When everything is trauma, nothing is clear. What’s actually happening inside the body often gets overlooked.
Instead of trauma as a label, I prefer to focus on what the body does in response to overwhelming experiences. I call these emergency cascade defenses. This is the language of the nervous system: not what happened, but what the body had to do to survive it.
These defenses are biologically wired. When the body detects danger—real or perceived—it automatically initiates survival responses. It might fight, flee, freeze, collapse, fawn, dissociate, or go numb. These aren’t choices; they’re adaptations. And they can become long-term patterns if the threat never truly ends or if no one helps the system come back to safety.
That’s why I find it more helpful to ask:
What defense did this person have to rely on?
What cues of threat are still running in their system?
What safety has been missing, and for how long?
Understanding emergency cascade defenses helps us tailor support to the body’s experience, not just its story. It moves us out of abstract trauma talk and into the concrete, biological, and relational work of repair.
This model helps clinicians, survivors, and systems stop asking, “Is this trauma?” and instead ask, “What happened inside the body—and what does it need now?”

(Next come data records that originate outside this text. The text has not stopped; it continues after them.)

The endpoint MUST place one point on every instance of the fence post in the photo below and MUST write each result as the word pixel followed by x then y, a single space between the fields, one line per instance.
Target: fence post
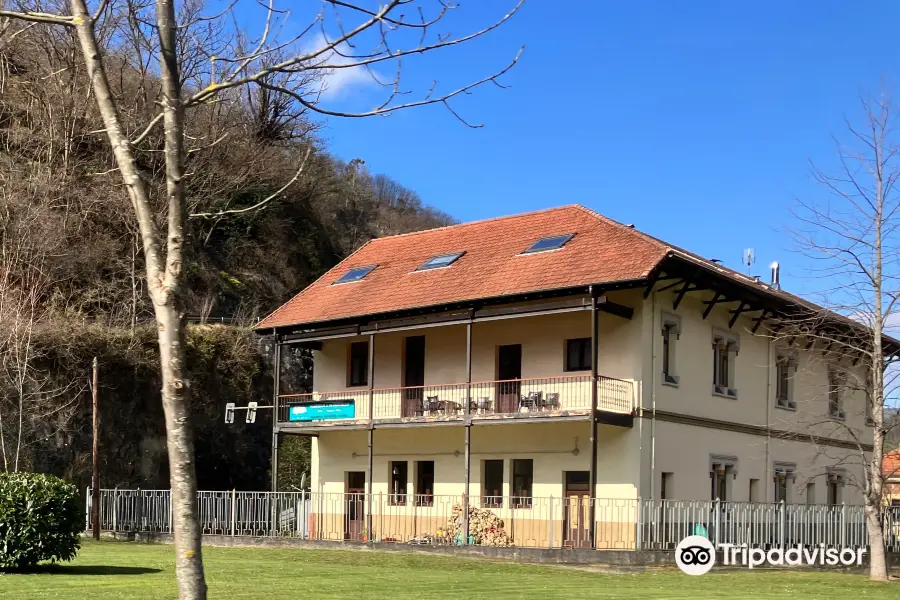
pixel 87 509
pixel 843 525
pixel 718 522
pixel 550 522
pixel 115 509
pixel 781 518
pixel 233 511
pixel 640 524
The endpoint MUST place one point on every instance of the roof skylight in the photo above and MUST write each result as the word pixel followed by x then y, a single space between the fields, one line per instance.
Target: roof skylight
pixel 355 274
pixel 553 242
pixel 441 260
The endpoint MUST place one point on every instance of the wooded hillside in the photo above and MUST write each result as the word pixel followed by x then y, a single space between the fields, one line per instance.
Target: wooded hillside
pixel 71 270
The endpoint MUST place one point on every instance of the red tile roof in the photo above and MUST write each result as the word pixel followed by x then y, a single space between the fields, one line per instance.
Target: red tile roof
pixel 602 251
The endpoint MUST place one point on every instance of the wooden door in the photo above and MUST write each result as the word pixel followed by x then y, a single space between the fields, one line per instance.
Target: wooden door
pixel 577 510
pixel 509 372
pixel 355 509
pixel 413 376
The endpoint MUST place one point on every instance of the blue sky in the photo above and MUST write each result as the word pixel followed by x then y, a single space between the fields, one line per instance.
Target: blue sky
pixel 694 121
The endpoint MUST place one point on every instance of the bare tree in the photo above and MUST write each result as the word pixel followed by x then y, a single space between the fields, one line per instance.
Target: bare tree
pixel 852 237
pixel 201 59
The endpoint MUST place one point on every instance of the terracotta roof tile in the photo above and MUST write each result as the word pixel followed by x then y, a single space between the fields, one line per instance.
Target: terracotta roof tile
pixel 602 251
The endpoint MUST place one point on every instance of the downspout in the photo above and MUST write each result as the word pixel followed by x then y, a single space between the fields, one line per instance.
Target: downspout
pixel 653 400
pixel 768 416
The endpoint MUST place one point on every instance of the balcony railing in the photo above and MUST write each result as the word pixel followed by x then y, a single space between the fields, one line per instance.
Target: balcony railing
pixel 540 396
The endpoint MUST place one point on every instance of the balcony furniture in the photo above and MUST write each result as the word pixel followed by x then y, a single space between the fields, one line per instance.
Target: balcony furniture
pixel 552 401
pixel 432 405
pixel 532 401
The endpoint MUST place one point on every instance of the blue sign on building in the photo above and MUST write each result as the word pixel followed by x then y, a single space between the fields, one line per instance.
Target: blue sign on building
pixel 322 411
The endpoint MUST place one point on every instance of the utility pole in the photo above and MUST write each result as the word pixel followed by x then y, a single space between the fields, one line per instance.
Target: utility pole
pixel 95 457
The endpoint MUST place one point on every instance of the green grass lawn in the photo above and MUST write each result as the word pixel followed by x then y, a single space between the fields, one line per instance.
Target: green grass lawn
pixel 140 571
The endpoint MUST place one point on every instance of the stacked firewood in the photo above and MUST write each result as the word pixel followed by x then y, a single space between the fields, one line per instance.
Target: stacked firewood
pixel 485 528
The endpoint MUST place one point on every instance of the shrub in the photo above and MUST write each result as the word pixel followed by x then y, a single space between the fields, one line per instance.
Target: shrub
pixel 40 519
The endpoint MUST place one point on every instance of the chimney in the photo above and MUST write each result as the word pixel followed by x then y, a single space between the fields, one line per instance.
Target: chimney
pixel 776 275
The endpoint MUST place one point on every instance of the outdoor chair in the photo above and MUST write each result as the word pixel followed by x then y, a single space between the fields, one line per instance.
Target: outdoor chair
pixel 432 405
pixel 552 401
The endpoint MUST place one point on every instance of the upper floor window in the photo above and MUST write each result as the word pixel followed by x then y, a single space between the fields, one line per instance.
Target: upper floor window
pixel 725 349
pixel 835 394
pixel 722 471
pixel 834 481
pixel 671 331
pixel 785 367
pixel 358 371
pixel 784 477
pixel 578 354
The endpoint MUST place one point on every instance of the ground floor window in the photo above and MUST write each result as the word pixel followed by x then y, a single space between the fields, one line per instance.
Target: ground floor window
pixel 425 483
pixel 399 472
pixel 492 484
pixel 523 479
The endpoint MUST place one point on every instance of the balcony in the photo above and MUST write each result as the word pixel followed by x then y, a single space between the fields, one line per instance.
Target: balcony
pixel 546 397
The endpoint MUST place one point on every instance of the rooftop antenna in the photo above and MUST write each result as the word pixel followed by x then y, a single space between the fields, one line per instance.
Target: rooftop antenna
pixel 749 258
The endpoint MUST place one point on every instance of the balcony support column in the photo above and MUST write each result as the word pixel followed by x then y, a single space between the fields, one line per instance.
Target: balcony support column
pixel 468 427
pixel 371 467
pixel 592 510
pixel 276 386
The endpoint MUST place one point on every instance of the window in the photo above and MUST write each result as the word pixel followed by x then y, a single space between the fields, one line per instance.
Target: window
pixel 723 470
pixel 399 472
pixel 671 331
pixel 425 483
pixel 359 364
pixel 523 478
pixel 666 489
pixel 784 477
pixel 354 274
pixel 785 367
pixel 492 484
pixel 578 354
pixel 725 349
pixel 553 242
pixel 835 401
pixel 442 260
pixel 834 484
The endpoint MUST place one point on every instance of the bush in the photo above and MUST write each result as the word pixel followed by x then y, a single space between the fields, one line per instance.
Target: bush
pixel 40 519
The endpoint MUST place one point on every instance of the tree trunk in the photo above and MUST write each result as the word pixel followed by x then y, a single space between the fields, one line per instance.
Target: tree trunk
pixel 180 444
pixel 877 559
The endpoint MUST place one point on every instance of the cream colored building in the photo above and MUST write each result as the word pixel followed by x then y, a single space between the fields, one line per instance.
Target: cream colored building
pixel 603 365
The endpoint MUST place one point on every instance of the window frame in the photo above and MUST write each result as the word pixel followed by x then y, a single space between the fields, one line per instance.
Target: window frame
pixel 398 498
pixel 564 237
pixel 488 499
pixel 424 498
pixel 582 355
pixel 670 324
pixel 785 371
pixel 351 380
pixel 784 475
pixel 834 394
pixel 725 346
pixel 366 269
pixel 521 500
pixel 427 266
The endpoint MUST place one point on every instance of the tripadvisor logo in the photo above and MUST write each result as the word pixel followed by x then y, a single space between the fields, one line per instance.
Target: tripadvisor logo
pixel 696 555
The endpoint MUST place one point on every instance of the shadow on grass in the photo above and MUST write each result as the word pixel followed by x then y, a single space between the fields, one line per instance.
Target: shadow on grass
pixel 91 570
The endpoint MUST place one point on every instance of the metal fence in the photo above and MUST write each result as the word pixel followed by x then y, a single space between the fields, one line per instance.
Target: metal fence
pixel 625 524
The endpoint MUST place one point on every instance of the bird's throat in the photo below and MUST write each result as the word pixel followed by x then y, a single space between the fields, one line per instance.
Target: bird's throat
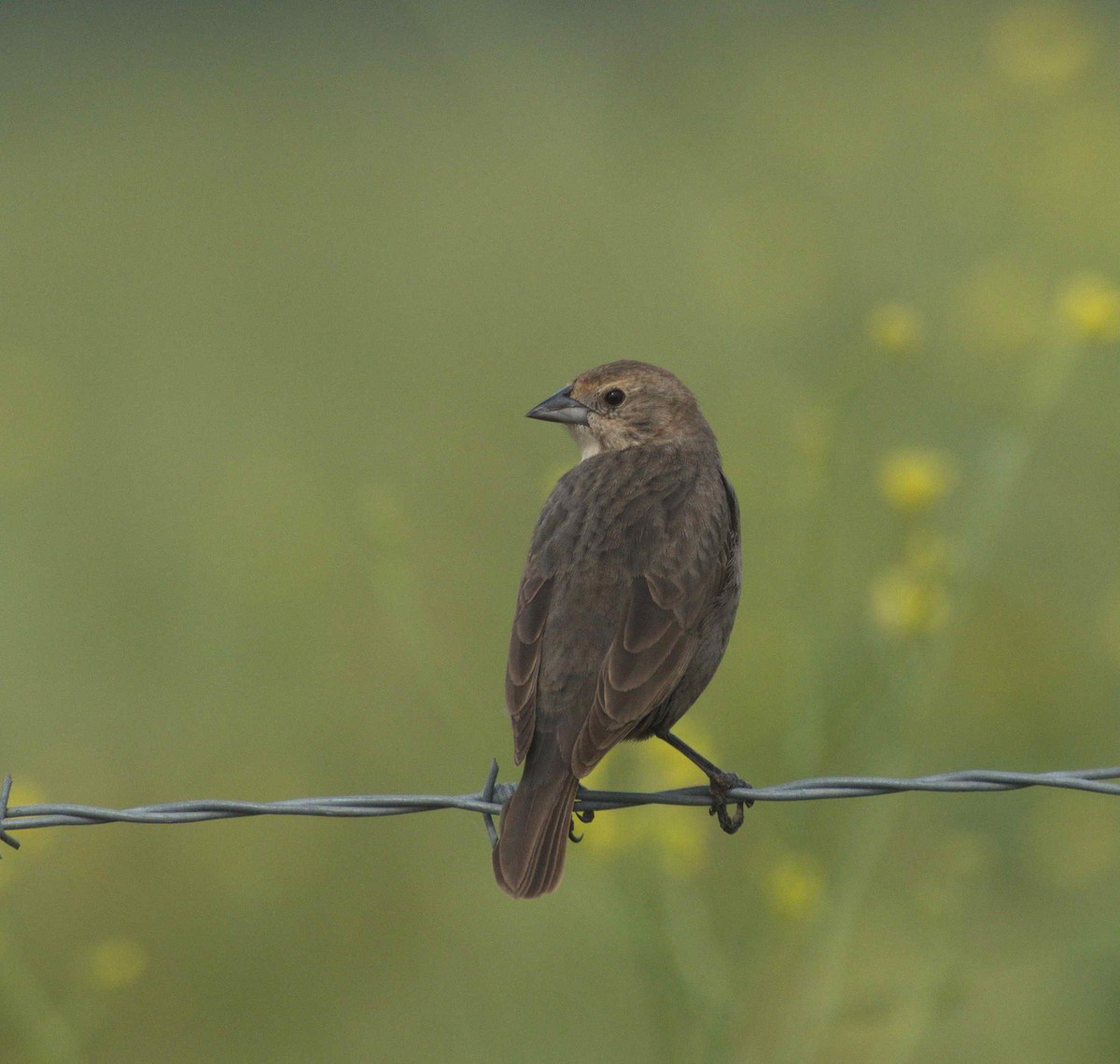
pixel 585 441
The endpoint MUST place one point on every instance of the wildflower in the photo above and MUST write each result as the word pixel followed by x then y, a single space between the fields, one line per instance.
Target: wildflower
pixel 795 889
pixel 116 963
pixel 894 328
pixel 1090 305
pixel 908 603
pixel 1041 46
pixel 916 481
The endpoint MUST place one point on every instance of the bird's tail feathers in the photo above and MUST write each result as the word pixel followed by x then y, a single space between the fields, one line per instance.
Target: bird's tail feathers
pixel 529 858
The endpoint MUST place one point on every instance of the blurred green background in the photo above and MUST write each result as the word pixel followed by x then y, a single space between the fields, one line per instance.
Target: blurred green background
pixel 279 283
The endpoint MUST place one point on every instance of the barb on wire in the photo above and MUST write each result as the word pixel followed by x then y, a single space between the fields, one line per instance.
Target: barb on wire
pixel 490 800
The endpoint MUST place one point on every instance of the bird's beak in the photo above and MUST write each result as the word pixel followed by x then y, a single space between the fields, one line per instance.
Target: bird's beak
pixel 561 408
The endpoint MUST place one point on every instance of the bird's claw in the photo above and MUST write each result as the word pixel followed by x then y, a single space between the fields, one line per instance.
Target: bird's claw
pixel 721 785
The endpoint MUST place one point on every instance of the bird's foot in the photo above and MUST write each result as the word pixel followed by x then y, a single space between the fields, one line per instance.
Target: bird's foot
pixel 721 783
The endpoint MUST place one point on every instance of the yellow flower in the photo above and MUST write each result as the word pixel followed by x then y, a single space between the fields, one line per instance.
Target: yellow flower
pixel 795 889
pixel 1036 45
pixel 916 481
pixel 894 328
pixel 117 962
pixel 681 837
pixel 1090 305
pixel 906 603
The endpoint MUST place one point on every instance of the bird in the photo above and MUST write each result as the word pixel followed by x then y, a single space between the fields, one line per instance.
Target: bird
pixel 625 608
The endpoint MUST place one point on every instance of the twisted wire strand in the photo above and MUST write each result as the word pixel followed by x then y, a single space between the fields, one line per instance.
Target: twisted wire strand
pixel 490 800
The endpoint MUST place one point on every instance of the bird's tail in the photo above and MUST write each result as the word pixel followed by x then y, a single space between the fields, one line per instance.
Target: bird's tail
pixel 529 858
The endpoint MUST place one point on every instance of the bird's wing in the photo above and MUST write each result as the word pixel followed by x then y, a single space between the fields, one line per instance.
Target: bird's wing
pixel 650 652
pixel 525 662
pixel 658 637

It’s a more precise, more humane, and more effective way to help people come back to themselves.
References:
Forner, C. (2023). The Missing Ingredient: How Misogyny and the Patriarchy Sabotage Our Clinical Practice and Research. Clinical Neuropsychiatry, 20(4), 327–336.
Porges, S. W. (2011). The Polyvagal Theory: Neurophysiological Foundations of Emotions, Attachment, Communication, and Self-Regulation. W.W. Norton.
Levine, P. A. (2010). In an Unspoken Voice: How the Body Releases Trauma and Restores Goodness. North Atlantic Books.